Why not?  The vCPU is still running, keeping its S2 MMU resident is desirable, no?
It's extremely unlikely userspace will terminate or refuse to run the vCPU unless
the entire L1 VM is doomed.

Similarly, if an L1 vCPU is running multiple L2s, i.e. multiple VTTBRs, then it's
desirable to keep references to multiple S2 MMUs as well, e.g. so that switching
between two VTTBRs is guaranteed to get a cache hit on both.
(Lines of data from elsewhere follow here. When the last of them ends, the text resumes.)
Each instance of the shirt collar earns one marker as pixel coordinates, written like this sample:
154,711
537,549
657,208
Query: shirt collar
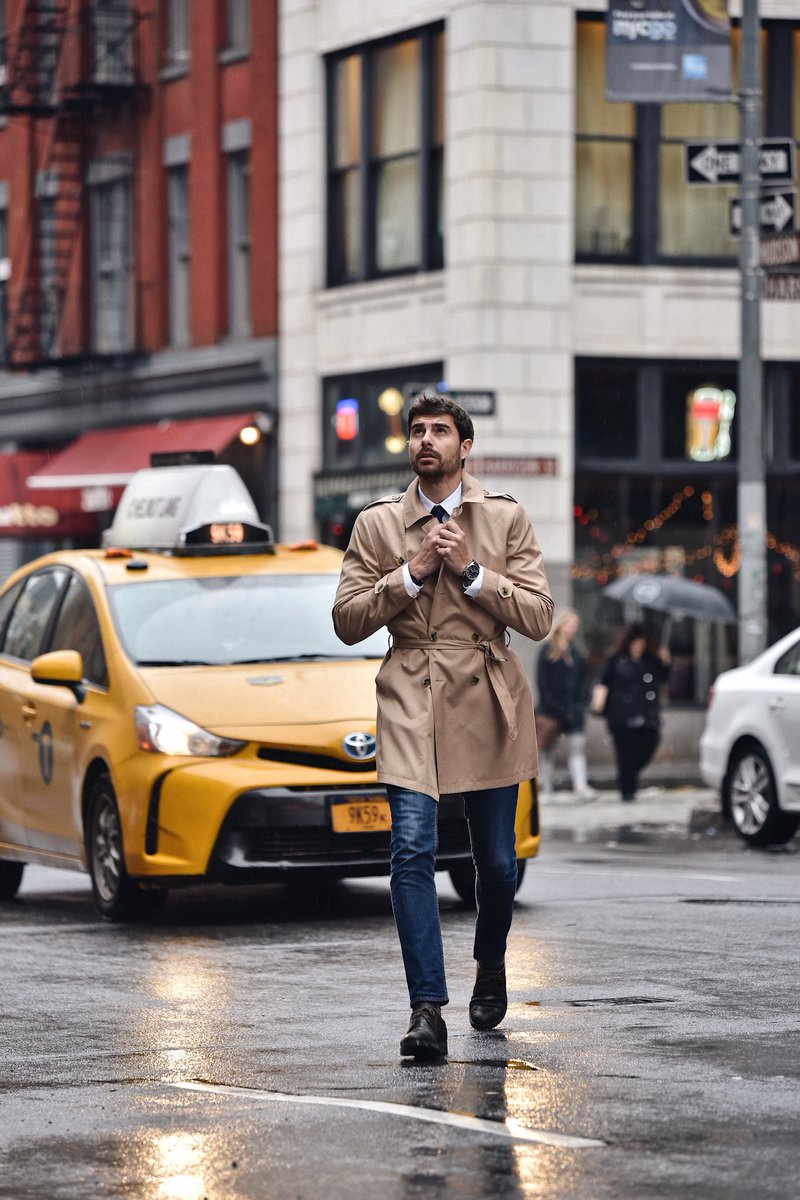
449,504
Essentially all I'm suggesting is that instead of having a common pool of 2*vCPUs
TLBs per L1 VMM, have 2 (or however many) TLBs per L1 vCPU, plus maybe N extra
TLBs per L1 VMM.  I.e. mimic the hierarchical design of hardware caches and TLBs
to some extent.

vCPUs can still spill past their dedicated 2 TLBs, e.g. if L1 is only running L2s
in a subset of vCPUs.  Yeah, there will be wasted memory if a vCPU stops running
L2s, as KVM won't know when to drop references to its VTTBRs.  But that's a very
manageable problem (though definitely something for the future), e.g. by detecting
effective TLB pressure and requesting vCPUs to drop references to VTTBRs that
aren't actively being used, or by dropping references if the VM clobbers the
associated stage-2 PTEs that are being shadowed (i.e. if L1 is no longer using
that memory for page tables).

I'm not suggesting an overhaul to fix the preemption bug, but I do think that
effectively acquiring references on-demand is an unnecessarily complex solution.